Pánfilo entered his small, empty house, bathed, and went to bed without eating dinner. Sleep enveloped him within minutes.
And so began Pánfilo Velasco’s last dream. Faces from his life flickered and ebbed into view. First, he saw his beautiful mother, Hortencia, as she looked in a photograph that appeared on the front pages of all the newspapers the day a jury convicted her of murdering the Benedetti triplets who had lived two houses down. Hortencia never looked so exquisite! She hung herself during the fifth year of her incarceration, though some say that the guards killed her out of disgust. But Pánfilo could only be enchanted by his mother’s face. He smiled as he fell deeper into his dream.

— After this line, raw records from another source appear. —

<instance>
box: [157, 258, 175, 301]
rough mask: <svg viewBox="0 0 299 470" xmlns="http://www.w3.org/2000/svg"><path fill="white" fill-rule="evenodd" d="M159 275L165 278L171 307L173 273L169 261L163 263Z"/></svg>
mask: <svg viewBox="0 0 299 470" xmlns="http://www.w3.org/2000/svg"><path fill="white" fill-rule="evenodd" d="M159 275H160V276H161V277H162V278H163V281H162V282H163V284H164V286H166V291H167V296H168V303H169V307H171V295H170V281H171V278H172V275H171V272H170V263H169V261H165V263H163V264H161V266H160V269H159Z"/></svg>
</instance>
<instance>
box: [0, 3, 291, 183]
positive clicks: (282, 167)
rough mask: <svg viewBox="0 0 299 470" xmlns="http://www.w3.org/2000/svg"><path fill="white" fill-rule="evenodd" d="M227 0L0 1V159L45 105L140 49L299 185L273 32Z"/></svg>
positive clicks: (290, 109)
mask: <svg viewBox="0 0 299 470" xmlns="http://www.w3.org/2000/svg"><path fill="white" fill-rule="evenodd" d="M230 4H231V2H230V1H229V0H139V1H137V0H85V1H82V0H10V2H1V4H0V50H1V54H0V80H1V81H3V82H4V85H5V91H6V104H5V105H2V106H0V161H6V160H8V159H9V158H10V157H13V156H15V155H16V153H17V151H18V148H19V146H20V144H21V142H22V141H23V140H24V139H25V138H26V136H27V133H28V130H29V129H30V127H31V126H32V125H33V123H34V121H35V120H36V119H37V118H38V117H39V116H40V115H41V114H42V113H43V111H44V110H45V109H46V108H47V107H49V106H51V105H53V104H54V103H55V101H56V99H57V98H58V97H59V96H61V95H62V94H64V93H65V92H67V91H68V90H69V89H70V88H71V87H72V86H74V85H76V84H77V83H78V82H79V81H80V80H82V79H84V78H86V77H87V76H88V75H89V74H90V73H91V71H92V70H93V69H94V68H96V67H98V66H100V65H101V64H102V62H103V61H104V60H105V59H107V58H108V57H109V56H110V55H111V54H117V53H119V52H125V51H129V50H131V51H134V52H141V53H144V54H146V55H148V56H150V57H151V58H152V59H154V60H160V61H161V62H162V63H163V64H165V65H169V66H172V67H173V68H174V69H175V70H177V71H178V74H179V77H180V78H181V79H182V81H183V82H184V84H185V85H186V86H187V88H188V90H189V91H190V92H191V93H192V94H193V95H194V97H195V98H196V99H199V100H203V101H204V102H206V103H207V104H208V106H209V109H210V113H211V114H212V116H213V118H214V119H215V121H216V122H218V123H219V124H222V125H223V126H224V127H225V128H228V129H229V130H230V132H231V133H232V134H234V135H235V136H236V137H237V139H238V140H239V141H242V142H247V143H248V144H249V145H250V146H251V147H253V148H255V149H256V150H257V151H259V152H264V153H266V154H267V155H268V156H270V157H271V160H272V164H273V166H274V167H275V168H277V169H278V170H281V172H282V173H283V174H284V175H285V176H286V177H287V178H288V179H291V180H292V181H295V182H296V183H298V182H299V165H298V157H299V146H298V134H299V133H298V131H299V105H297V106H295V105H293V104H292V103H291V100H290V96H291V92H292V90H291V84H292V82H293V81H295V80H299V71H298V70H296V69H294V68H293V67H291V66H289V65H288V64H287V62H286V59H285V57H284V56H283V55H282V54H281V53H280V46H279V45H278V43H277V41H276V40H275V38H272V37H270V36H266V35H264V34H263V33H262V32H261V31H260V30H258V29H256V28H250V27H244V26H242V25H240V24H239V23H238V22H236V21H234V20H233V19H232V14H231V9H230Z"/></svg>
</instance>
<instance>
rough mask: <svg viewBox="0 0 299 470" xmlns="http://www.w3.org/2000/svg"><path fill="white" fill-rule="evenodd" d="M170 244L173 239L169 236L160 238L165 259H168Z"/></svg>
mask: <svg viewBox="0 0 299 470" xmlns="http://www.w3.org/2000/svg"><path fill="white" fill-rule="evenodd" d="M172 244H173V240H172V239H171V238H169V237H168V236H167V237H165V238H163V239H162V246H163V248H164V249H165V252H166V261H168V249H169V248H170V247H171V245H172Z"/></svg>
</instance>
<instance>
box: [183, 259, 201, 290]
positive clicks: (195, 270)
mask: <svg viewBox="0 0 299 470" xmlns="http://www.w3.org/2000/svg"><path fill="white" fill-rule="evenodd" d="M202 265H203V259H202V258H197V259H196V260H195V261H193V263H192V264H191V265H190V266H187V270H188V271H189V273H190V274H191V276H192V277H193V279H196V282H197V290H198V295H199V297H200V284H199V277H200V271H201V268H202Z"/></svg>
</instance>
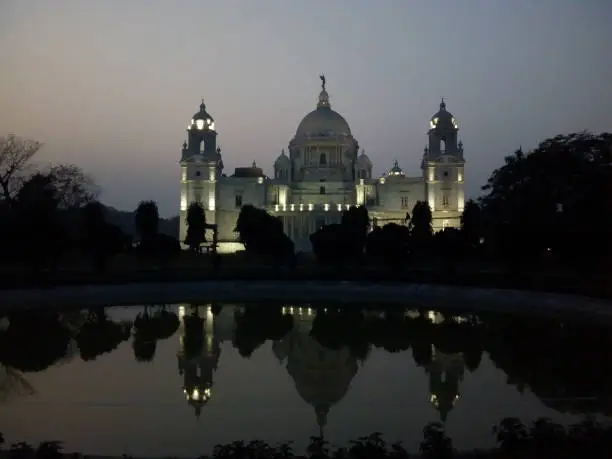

Hortencia’s face faded into that of Pánfilo’s brutish father, Octavio, who did not understand the poetry of wine nor the splendor of certain shadows that fall upon the ground during the months of September, October and November. Oh, Octavio’s loutishness was the true crime, worse than a triple murder! Pánfilo stirred and struggled with his sheet, his heart racing.
Octavio’s face eventually bled into darkness. Pánfilo’s heart slowed, his limbs quieted. Soon, Pánfilo’s dream vision filled with the countenance of his first lover who went by the title “Countess” though her real name was María de la Cruz. She was the most famous prostitute who plied her trade within the town of Pánfilo’s childhood. In her prime, the Countess taught many a young man the ways of love, for a reasonable price. Pánfilo’s loins grew warm and he let out a low moan.
Suddenly, the amorphous surroundings transformed into a beach. Pánfilo found himself standing at the edge of the water. He looked down and saw that he carried his mother’s draped body. The Countess, perched upon a gigantic heart, commanded the frightened Pánfilo to step into a small boat that floated in the water before him. “What shall I do with my mother’s body?” he asked. “Toss her into the boat, mi amor,” she answered. And Pánfilo did what he was told. He settled in near his mother’s body and the boat started to move forward of its own volition.